El artículo de opinión publicado día 21/II en este mismo diario por Hans Lenz (director de Engel & Volker Suroeste de Mallorca) ha suscitado cierto debate en el mundillo político-empresarial isleño. Primero, por haber sido firmado por uno de los profesionales immobiliarios más respetados de Mallorca -cosa difícil en un sector de tiburones, por cierto- y con mayores inquietudes ciudadanas del gremio. Es por ello que involucró a algunos más en la creación de la Asociación de Balear Inmobiliaria Nacional e Internacional (ABINI, de la que es presidente) y es presidente de la Fundación para la preservación de Mallorca. En segundo lugar, y sin entrar en consideraciones sobre el tono del escrito (una mayor objetividad hubiera sido deseable) porque el ejecutivo sí pone sobre el tapete aportaciones al ya envenenado litigio sobre la vivienda en Baleares. Gusten o no, deberían ponerse en Valor de alguna manera. Sin entrar en descalificaciones fáciles ni sectarismos. De las medidas propuestas por el autor, debemos reconocer que diversas son razonables:

a) Mayor aprovechamiento del suelo. Coincide con las últimas declaraciones de alguien ideológicamente opuesto a Lenz como Eduardo Robsy Director General d’Habitatge hasta hace tan sólo unos meses.
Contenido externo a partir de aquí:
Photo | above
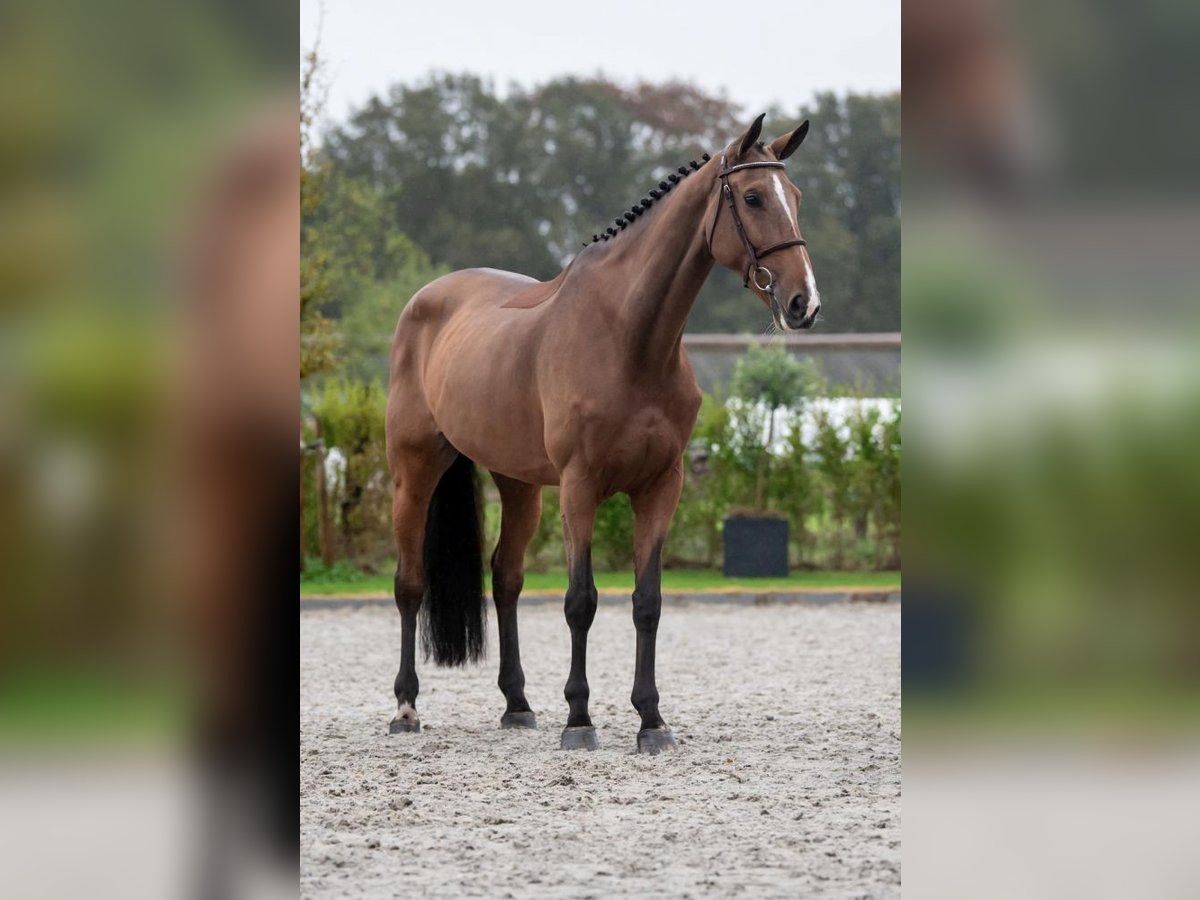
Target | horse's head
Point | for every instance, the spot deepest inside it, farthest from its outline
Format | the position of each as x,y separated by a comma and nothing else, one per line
754,227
En el sentido de un necesario replanteamiento de los parámetros de altura y densidad. De lo contrario, el peligro de acabar urbanizando toda la superficie de las islas es real.

b) Eficiencia administrativa: ciertamente, es uno de las cuestiones más difíciles de abordar. La conoce no por su vertiente de promotor de lujo, sino porque conoce casuísticas excepcionales. Como el expedientes de obra social en Inca que ha tardado diez años en hacerse realidad. O la promoción que el propio IBAVI tiene parada en Marratxí desde hace cuatro años… por la ausencia de un informe de Recursos Hídricos.

c) Cambio de clasificación urbanística en suelos no aprovechables: lo que parece una boutade, no lo es tanto. En ‘Part Forana’ no son pocos los solares rústicos que incomprensiblemente están dentro del casco urbano o entre viales. Siempre y cuando el destino fuere vivienda social, el Ayuntamiento pertinente y el Consell deberían tramitar de urgencia dicha variación. La figura del Interés Social deberíase aprovecharse al máximo.

d) Reducción de los tempos de espera para obtener licencias. Ligado al punto ‘b’. Ahora bien, dada la situación de urgencia en VPO quizás lo más interesante crear la figura de la ‘licencia exprés’ en caso de vivienda social. Sería una interesante acción que podría rebajar los tempos de entrega.

e) Incentivar el uso de materias primas locales y/o recicladas, facilitando así una necesaria reindustrialización de Balears. Es aquí donde el hispanoalemán -Lenz nació y estudió en Mallorca- acierta de pleno: la peligrosa dependencia del turismo de Balears. Sobretodo si amenazas como el covid-19 aún no están resueltas. O, también, el repunte de la inflación en los principales emisores turísticos. Que pueden condicionar temporadas venideras: la temporada 2024 podría dar alguna que otra sorpresa negativa si la crisis en el sector del automóvil teutón persiste. Por tanto, urge pensar otra cultura económica en Balears. No tan dependiente del turismo.

La pregunta es si esa ‘Nueva Economía’ pasa por cubrir centenares de fértiles hectáreas con placas solares. Cuando el europeo medio -del cual dependemos hasta que no cambiemos el paradigma social y económico- reserva sus vacaciones en nuestras islas no espera ver campos negros en vez de doradas mieses o la flor del almendro. Otro de los aspectos que debemos abordar seriamente es el de la coherencia a la hora de la acción política y legislativa. Demonizar a los contenedores-vivienda (en Son Vida y el Port d’Andratx los hay a decenas, destinados a viviendas de invitados o aparcamientos) cuando a la par se firma un Convenio Hotelero basado en la circularidad no parece muy lógico. Máxime cuando hay administraciones europeas que hace casi tres décadas que utilizan tal método constructivo para justamente paliar la falta de tiempo y solares dedicados a vivienda social. Por algo será.

Deberíamos preguntarnos lo más objetivamente posible si estamos diseñando nuestro futuro a medio y largo plazo con perspectiva, con globalidad. Implicando a todos los sectores de nuestra sociedad. Porque es muy posible que estemos adoleciendo de ello. La cual cosa podría ser, sencillamente, un grave error. A pagar en venideras generaciones, si no en la actual.